The Efficacy and Safety of DA-3030 (Recombinant Human Granulocyte Colony-Stimulating Factor) in Neutropenia after the Remission Induction Chemotherapy in Patients with Acute Myelogenous Leukemia.
- Author:
Young Joo MIN
1
;
Cheol Won SUH
;
Keon Uk PARK
;
Sung Soo YOON
;
Chan Hyung PARK
;
Hong Ghi LEE
Author Information
1. Department of Internal Medicine, Ulsan University Hospital, University of Ulsan College of Medicine, Ulsan, Korea.

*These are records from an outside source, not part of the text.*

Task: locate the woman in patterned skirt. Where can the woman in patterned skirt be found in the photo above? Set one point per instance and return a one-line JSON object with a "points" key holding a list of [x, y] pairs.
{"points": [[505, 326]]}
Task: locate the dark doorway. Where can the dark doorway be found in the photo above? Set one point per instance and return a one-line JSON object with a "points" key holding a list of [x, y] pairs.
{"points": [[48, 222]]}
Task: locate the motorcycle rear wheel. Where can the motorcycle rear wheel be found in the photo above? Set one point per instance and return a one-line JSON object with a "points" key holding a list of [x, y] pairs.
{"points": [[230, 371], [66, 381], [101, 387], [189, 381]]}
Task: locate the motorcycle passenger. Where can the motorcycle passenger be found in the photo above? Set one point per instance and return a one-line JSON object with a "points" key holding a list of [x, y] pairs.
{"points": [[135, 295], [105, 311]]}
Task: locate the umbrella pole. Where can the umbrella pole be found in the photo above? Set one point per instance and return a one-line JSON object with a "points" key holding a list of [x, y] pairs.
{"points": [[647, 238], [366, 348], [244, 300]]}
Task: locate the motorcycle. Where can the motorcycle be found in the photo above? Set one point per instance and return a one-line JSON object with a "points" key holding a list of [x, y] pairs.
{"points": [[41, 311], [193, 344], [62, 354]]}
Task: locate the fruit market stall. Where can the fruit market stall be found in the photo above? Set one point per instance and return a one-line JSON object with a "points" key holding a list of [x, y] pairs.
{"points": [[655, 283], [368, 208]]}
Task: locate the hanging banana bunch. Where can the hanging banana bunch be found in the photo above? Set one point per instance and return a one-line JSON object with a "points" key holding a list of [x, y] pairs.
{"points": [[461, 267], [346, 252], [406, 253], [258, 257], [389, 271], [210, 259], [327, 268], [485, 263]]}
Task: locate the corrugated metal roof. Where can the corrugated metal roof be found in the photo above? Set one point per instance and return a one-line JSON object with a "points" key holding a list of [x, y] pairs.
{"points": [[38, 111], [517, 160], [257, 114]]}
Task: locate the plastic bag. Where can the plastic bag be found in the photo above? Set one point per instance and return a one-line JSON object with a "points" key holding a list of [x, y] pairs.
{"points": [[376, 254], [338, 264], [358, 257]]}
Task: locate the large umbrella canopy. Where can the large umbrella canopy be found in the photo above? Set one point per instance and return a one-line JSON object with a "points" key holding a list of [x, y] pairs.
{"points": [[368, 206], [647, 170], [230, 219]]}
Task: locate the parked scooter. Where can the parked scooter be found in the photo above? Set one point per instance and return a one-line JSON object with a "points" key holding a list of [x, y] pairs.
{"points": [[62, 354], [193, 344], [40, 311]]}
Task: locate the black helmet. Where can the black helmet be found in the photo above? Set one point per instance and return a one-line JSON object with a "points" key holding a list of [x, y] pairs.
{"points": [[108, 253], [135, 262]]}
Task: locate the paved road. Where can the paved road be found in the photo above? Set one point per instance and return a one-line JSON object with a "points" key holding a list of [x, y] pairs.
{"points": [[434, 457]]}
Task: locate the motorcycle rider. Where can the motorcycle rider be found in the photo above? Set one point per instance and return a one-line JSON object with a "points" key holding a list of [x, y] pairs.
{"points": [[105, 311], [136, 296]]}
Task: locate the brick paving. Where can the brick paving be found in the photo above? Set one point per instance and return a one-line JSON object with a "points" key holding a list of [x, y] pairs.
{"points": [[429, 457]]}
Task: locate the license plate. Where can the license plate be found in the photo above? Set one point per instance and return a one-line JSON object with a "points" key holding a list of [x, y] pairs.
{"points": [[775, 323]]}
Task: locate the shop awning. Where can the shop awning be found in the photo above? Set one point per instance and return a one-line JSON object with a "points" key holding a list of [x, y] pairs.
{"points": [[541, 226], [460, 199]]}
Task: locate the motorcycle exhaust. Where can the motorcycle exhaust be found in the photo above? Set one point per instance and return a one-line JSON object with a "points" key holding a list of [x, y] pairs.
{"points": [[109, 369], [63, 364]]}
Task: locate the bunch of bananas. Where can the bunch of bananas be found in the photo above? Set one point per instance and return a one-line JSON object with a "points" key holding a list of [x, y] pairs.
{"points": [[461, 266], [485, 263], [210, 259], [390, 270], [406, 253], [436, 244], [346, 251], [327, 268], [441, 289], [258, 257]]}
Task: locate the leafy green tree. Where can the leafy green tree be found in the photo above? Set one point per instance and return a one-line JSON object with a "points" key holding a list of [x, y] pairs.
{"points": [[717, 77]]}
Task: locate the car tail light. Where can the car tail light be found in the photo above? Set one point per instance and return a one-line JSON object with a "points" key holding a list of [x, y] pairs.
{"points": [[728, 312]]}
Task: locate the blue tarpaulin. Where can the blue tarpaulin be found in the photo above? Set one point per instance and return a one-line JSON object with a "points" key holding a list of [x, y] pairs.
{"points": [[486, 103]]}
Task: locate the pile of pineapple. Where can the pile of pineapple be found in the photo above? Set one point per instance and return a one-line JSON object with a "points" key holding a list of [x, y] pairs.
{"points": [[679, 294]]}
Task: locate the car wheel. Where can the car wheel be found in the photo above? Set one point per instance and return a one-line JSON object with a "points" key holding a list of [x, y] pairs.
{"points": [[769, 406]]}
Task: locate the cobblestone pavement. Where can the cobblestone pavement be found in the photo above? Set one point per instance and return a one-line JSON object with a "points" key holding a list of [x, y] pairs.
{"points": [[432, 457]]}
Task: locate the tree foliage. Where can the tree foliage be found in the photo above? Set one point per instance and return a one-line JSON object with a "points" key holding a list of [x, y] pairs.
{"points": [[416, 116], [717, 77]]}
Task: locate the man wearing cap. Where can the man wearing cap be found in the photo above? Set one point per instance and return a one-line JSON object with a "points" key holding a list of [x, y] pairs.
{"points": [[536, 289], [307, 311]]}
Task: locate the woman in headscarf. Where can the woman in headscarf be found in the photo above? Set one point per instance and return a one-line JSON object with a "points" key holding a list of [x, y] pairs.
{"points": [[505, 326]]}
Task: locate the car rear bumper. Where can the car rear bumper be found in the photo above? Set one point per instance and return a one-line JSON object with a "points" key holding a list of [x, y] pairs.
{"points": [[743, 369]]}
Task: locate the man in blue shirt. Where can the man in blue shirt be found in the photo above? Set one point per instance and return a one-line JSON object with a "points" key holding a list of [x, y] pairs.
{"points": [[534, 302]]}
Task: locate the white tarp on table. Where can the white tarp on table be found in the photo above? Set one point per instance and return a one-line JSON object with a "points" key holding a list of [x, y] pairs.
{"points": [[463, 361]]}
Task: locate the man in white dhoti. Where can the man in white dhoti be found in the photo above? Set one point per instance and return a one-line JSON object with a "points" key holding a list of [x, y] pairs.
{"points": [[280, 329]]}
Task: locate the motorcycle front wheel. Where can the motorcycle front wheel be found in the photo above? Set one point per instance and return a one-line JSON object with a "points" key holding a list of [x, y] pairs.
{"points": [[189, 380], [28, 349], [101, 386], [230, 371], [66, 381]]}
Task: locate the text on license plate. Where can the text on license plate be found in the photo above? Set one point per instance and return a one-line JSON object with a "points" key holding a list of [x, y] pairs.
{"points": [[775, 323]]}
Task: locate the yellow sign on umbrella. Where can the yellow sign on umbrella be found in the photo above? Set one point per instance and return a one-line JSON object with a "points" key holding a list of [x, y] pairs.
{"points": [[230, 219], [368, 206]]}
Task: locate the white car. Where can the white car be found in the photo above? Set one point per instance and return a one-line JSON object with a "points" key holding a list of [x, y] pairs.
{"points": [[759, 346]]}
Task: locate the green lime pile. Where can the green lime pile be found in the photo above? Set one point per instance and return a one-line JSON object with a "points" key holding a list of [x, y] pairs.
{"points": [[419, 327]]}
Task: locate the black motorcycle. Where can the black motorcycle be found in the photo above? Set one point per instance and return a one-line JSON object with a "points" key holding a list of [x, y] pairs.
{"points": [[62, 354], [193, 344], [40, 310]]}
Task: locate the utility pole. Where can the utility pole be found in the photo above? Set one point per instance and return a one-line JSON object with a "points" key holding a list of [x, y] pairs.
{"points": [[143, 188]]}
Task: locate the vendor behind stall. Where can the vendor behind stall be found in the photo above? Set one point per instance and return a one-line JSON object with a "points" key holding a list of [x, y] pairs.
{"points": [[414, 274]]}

- Publication Type:Original Article
- Keywords:
Acute myelogenous leukemia;
rhG-CSF;
Neutropenia
- MeSH:
Cytarabine;
Drug Therapy*;
Granulocyte Colony-Stimulating Factor;
Granulocytes*;
Headache;
Humans*;
Idarubicin;
Leukemia, Myeloid, Acute*;
Neutropenia*;
Neutrophils;
Remission Induction*
- From:Cancer Research and Treatment
2003;35(1):66-68
- CountryRepublic of Korea
- Language:English
-
Abstract:
PURPOSE: This study was conducted to determine the efficacy and safety of DA-3030 (a recombinant methionyl human granulocyte colony-stimulating factor, rhG-CSF), after remission induction chemotherapy, in patients with acute myelogenous leukemia (AML). MATERIALS AND METHODS: After the remission induction chemotherapy, with idarubicin (12 mg/m2/day for 3 days) and cytarabine (200 mg/m2/day for 7 days), 26 patients with newly diagnosed AML were assigned to receive DA-3030 (200mug/m2/day), starting 24 hours after the completion of the remission induction chemotherapy, until their neutrophil count recovered to greater than 1, 000/muL for 3 consecutive days. RESULTS: The median time from the initiation of the chemotherapy to the neutrophil recovery of 1, 000/muL was 21 days (range, 12~41). Treatment with DA-3030 was not associated with significant adverse side effects. The most frequently reported side effects were musculo-skeletal pain (13%) and headache (13%). CONCLUSION: The DA-3030 is a safe rhG-CSF for the treatment of neutropenia after remission induction chemotherapy in patients with AML.